Ekeland believes that left’s lack of enthusiasm for Hansen’s plan reflects a “long tradition of quite correctly fighting against indirect, regressive and socially unjust taxes.” I agree: most of the leftish criticisms of Hansen that I’ve seen have failed to see the broad range of measures that Hansen advocates, and the important ways in which fee and dividend differs from most carbon tax plans.

But having said that the left has “quite correctly” opposed such taxes, Ekeland promptly reverses himself, calling opposition to tax-driven price increases “a fairly dogmatic tradition.” He strongly criticizes me, Simon Butler, Tim Anderson and Daniel Tanuro for pointing that in the real world – not some fantasy world where taxes are imposed by impartial governments for the common good – most plans to “put a price on carbon” hurt working people while boosting corporate profits.

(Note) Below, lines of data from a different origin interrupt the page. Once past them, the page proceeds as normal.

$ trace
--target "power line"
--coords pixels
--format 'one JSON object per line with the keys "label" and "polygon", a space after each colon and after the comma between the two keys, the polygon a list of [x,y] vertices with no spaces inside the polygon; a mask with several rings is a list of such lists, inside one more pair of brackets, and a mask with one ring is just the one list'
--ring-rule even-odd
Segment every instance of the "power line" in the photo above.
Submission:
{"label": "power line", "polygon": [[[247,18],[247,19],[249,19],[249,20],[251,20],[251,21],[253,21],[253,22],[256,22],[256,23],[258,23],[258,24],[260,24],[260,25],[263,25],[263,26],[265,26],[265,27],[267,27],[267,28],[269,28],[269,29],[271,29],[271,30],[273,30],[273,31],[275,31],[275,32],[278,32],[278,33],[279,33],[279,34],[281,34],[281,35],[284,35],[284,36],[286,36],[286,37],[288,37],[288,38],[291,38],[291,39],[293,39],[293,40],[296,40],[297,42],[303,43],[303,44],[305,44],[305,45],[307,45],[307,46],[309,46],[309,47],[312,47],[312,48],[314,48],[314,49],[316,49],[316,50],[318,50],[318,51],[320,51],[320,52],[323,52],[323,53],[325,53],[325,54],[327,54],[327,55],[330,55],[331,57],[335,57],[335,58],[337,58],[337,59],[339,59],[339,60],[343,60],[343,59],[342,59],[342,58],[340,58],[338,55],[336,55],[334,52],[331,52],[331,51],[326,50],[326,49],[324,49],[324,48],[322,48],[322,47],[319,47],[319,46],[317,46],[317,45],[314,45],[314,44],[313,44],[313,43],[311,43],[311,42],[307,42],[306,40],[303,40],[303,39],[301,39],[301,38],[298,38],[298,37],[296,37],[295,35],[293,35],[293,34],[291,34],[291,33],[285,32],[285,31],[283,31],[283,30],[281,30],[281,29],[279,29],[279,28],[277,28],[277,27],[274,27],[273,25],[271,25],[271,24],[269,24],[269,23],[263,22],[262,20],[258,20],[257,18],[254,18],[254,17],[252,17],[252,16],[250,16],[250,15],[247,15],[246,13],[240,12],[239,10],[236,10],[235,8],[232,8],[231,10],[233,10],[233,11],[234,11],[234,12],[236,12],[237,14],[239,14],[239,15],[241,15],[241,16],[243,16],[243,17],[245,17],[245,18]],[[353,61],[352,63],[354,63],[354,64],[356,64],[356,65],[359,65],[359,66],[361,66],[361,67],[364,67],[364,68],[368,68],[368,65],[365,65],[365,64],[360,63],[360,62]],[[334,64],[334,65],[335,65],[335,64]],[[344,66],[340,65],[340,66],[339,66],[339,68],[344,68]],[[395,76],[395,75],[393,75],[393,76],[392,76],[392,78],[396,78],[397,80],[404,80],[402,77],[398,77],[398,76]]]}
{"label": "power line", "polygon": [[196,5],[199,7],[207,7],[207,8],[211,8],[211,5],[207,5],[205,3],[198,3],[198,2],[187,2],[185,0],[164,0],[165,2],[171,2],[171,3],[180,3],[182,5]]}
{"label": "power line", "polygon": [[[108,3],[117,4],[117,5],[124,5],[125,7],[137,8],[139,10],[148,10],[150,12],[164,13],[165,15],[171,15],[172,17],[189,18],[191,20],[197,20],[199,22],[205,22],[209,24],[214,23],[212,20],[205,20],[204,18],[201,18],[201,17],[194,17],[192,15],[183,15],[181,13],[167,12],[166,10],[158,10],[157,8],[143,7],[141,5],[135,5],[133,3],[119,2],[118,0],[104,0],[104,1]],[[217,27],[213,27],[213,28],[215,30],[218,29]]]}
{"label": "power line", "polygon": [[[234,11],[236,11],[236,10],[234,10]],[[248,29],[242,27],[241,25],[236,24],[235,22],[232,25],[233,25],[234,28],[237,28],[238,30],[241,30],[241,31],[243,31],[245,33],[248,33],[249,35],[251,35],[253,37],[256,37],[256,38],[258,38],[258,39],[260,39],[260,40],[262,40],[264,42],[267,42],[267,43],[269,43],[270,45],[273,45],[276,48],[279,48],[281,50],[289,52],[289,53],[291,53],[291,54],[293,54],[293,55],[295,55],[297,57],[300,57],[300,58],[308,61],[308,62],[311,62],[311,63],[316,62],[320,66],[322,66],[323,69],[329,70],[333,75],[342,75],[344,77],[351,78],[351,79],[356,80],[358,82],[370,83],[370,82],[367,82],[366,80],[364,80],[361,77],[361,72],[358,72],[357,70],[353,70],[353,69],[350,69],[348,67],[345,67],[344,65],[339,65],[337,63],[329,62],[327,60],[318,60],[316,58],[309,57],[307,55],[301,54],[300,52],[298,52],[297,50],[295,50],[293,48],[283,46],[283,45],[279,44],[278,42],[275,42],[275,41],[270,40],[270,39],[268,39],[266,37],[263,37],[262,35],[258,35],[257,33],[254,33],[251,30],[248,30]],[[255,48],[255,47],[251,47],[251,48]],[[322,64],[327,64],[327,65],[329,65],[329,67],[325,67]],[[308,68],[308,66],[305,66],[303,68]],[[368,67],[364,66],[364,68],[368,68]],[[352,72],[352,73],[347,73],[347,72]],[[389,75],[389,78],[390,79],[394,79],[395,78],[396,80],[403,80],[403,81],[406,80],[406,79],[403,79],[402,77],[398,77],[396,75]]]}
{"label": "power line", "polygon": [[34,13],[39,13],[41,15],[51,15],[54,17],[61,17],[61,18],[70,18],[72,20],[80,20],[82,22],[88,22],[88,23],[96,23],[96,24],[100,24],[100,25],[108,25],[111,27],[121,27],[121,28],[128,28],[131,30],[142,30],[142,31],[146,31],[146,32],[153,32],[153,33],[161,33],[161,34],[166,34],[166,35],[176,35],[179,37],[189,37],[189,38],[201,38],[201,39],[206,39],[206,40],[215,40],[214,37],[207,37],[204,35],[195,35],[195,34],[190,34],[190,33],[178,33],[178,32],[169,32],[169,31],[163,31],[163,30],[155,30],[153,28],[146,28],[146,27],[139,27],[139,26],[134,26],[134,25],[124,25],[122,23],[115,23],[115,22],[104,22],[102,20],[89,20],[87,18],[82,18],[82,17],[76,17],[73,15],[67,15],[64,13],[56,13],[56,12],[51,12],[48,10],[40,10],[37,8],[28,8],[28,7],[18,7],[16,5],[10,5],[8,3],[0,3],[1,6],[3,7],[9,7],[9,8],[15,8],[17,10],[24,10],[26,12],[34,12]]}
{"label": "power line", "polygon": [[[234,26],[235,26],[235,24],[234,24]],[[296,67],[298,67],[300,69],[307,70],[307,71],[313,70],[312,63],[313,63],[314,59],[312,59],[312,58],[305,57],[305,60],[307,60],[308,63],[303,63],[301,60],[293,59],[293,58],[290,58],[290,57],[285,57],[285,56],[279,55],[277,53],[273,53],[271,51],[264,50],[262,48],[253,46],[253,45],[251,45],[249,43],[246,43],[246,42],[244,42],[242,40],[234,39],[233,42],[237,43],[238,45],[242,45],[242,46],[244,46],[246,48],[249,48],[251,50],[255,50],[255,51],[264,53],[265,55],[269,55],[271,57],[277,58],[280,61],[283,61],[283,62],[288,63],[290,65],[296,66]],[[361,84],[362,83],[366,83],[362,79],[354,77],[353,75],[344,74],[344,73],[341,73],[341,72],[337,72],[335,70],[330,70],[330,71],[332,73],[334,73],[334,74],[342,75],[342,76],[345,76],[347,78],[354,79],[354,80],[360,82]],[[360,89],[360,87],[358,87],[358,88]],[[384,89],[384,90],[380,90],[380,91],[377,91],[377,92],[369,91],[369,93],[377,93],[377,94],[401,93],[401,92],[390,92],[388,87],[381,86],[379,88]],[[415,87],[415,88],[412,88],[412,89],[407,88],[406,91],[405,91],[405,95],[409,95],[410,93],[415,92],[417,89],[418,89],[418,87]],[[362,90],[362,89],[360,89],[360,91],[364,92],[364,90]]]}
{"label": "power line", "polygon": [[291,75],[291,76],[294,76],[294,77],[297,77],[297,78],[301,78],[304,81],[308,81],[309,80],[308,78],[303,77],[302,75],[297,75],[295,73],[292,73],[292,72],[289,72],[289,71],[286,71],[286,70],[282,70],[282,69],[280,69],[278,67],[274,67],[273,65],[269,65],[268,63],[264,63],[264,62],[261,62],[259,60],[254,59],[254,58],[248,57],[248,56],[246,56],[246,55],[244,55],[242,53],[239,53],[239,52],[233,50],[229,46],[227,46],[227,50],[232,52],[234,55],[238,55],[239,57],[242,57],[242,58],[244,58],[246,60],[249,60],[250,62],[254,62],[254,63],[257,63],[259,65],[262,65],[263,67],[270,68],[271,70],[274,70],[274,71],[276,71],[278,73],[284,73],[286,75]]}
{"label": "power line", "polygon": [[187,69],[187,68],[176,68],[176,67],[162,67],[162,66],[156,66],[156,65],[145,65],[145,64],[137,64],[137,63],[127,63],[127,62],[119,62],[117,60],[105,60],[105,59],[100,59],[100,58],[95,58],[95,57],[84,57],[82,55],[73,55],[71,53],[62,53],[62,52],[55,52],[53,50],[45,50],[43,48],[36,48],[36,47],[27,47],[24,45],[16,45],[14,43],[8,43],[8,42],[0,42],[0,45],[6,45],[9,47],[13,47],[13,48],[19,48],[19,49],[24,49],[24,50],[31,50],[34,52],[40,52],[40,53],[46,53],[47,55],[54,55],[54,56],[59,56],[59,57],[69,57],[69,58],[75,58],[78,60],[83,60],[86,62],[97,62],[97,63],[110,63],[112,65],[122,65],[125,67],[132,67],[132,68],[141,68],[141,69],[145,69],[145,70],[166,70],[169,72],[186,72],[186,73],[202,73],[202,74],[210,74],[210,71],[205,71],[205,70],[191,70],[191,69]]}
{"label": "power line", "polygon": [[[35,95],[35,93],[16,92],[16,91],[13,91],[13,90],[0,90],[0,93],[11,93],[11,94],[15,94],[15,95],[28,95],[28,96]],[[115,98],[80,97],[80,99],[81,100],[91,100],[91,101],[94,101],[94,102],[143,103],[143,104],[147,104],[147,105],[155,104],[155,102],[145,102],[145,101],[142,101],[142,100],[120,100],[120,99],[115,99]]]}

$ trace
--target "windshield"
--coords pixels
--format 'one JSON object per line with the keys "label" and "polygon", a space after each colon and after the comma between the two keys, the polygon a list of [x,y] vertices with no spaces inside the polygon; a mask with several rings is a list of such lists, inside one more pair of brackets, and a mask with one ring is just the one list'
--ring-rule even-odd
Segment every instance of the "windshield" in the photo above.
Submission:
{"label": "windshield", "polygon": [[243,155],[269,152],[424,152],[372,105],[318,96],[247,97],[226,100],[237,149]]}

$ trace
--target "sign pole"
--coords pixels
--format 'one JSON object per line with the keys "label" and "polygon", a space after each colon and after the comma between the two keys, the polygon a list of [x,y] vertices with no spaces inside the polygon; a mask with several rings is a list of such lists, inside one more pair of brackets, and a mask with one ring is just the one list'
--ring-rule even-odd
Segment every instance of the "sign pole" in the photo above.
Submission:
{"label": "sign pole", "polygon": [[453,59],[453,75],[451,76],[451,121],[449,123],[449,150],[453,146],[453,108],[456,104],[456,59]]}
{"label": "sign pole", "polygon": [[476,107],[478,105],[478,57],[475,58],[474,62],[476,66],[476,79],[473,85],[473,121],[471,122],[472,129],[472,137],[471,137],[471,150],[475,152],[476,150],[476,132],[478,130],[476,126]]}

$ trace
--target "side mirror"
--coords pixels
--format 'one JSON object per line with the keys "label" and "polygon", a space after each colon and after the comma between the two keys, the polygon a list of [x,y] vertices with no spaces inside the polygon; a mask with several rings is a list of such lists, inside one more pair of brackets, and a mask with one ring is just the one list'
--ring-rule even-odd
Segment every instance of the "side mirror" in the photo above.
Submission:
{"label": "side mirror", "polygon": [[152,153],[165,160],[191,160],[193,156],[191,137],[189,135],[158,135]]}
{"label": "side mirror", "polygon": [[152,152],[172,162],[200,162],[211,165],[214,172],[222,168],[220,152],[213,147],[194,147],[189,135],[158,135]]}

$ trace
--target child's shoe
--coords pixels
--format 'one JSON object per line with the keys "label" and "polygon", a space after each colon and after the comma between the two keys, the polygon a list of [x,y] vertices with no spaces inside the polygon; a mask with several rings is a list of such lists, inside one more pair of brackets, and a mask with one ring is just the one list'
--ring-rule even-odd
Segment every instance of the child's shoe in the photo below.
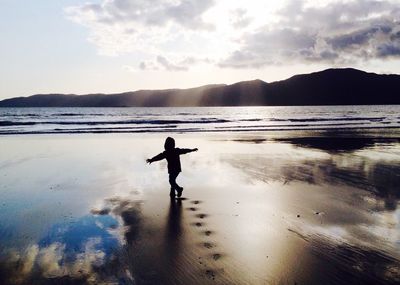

Rather than discussing Hansen’s full program, Ekeland uses one of its proposals as a jumping-off point to argue that using taxes and markets to influence consumer behavior is the only practical and effective way to reduce emissions. Leftists who disagree display “a lack of understanding of markets as a social institution.” He points to the fact that sales of electric cars jumped in Norway when taxes on them were cut as proof that “when the prices and context change, behavior can change.” By implication, the emission problem is caused by consumer behavior, and fixing the market is the solution.

The alternative, which he calls “command-and-control regulation,” is not only “totally unrealistic” but would likely lead to “black markets for energy, with horrific prices and speculation.” No wonder he doesn’t mention that Hansen’s program features an outright ban on coal and unconventional fuel production!

This isn’t the place for a full discussion of the advantages and (mostly) disadvantages of trying to use markets to solve environmental problems. The key point is made clearly in Foster’s article: “All exclusively market-based strategies tend to backfire, since they rely principally on economic incentives. Hansen’s fee and dividend is necessary under present conditions but is only a single wedge in what must be a much more comprehensive climate-change exit strategy.”

Ekeland reduces Hansen’s program to a single wedge, and his contradictory comments about direct dividends reveal confusion about key aspects of that. It is very difficult to see how his approach can be considered consistent with James Hansen’s climate change exit strategy.

Ian Angus is an ecosocialist activist in Canada. This article was written in response to an article by Anders Ekeland which appeared in both Against the Current and Climate and Capitalism.